Mercredi 13

Mercredi 13

Que diriez-vous d’une soirée à Genève où se croisent Robinson Crusoé, une compagnie de théâtre et un management néolibéral? Je me fais énigmatique pour piquer votre curiosité, mais c’est en partie ce que vous fera explorer Mercredi 13 de la Compagnie DianeM du 17 au 29 mai 2019 au théâtre du Grütli.

Je rencontre Diane Muller par hasard lors d’un évènement au Bureau culturel de Genève. Actrice, metteuse en scène, son enthousiasme communicatif, la lumière passionnée qui anime son regard quand elle parle de son spectacle éveillent la mienne de curiosité.

Diane étudie d’abord la sociologie, qu’elle quitte pour entrer en théâtre. Quelques années de métier plus tard, des déboires professionnels avec un metteur en scène la conduisent aux prud’hommes.

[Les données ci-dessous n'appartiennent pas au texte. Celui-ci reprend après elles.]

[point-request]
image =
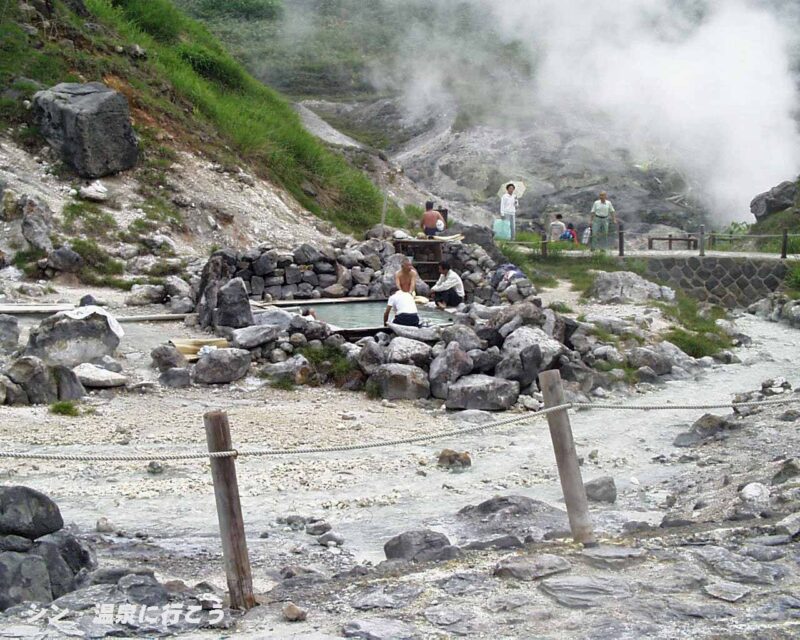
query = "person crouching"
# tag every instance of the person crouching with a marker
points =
(449, 289)
(404, 307)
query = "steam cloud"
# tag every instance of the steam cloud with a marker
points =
(705, 85)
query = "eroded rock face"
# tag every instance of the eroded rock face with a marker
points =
(28, 513)
(621, 287)
(61, 340)
(89, 125)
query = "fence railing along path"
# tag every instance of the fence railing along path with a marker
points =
(222, 456)
(695, 243)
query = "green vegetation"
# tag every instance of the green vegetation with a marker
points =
(329, 360)
(188, 86)
(87, 218)
(65, 408)
(561, 307)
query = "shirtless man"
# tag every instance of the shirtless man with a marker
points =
(406, 277)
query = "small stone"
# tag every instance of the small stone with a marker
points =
(154, 467)
(293, 613)
(104, 525)
(728, 591)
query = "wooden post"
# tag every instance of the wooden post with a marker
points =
(702, 240)
(569, 470)
(229, 512)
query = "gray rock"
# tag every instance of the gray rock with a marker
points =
(647, 357)
(15, 543)
(145, 294)
(419, 546)
(9, 334)
(166, 356)
(400, 382)
(255, 336)
(28, 513)
(483, 393)
(379, 629)
(406, 351)
(582, 592)
(776, 199)
(60, 340)
(176, 287)
(601, 490)
(465, 336)
(531, 568)
(735, 567)
(175, 378)
(521, 339)
(607, 557)
(65, 259)
(233, 305)
(622, 287)
(23, 578)
(35, 378)
(448, 367)
(89, 126)
(222, 366)
(94, 377)
(728, 591)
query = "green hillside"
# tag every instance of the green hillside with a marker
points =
(187, 92)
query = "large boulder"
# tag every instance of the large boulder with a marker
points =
(447, 367)
(400, 382)
(777, 199)
(65, 340)
(9, 333)
(23, 578)
(89, 125)
(482, 392)
(407, 351)
(418, 546)
(520, 341)
(222, 366)
(233, 309)
(622, 287)
(35, 378)
(28, 513)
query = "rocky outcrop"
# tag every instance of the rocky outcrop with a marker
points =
(89, 125)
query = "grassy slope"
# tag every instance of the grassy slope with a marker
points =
(189, 88)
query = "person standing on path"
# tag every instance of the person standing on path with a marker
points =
(508, 208)
(602, 210)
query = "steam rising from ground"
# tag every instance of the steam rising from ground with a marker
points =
(706, 85)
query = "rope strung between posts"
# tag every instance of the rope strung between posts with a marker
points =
(439, 435)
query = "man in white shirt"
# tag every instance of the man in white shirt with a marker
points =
(508, 208)
(602, 210)
(557, 227)
(405, 309)
(449, 288)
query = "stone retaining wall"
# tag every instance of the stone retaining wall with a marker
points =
(727, 281)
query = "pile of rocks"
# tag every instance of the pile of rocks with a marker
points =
(348, 269)
(64, 356)
(777, 308)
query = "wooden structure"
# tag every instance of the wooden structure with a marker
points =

De cette expérience difficile, elle décide d’écrire un projet de pièce qui aurait pu rester au fond de ses tiroirs. Qui voudrait programmer un sujet si tabou?

Mais l’histoire ne s’arrête pas là, Céline Nidegger et Bastien Semenzato de la bibliothèque des projets non achevés ou simplement évoqués invite Diane à participer au festival de la Bâtie pour les 20 ans de la compagnie Alakran. Lors de sa performance, elle détaille son intention avortée, l’illustre avec un court-métrage où elle échoue sur une plage tel Robinson et fait jouer la scène de son licenciement au public. Les spectateurs, pris à parti pour jouer son rôle de licenciée et celui de Porcinet, le metteur en scène, se reconnaissent dans cette thématique malheureusement universelle. Nataly Sugnaux Hernandez et Barbara Giongo, directrices du Grütli, l’encouragent à aller au bout de ce projet. De ces rencontres émerge la compagnie DianeM. On déduira au passage que La bibliothèque des projets non achevés a le mérite de générer des projets…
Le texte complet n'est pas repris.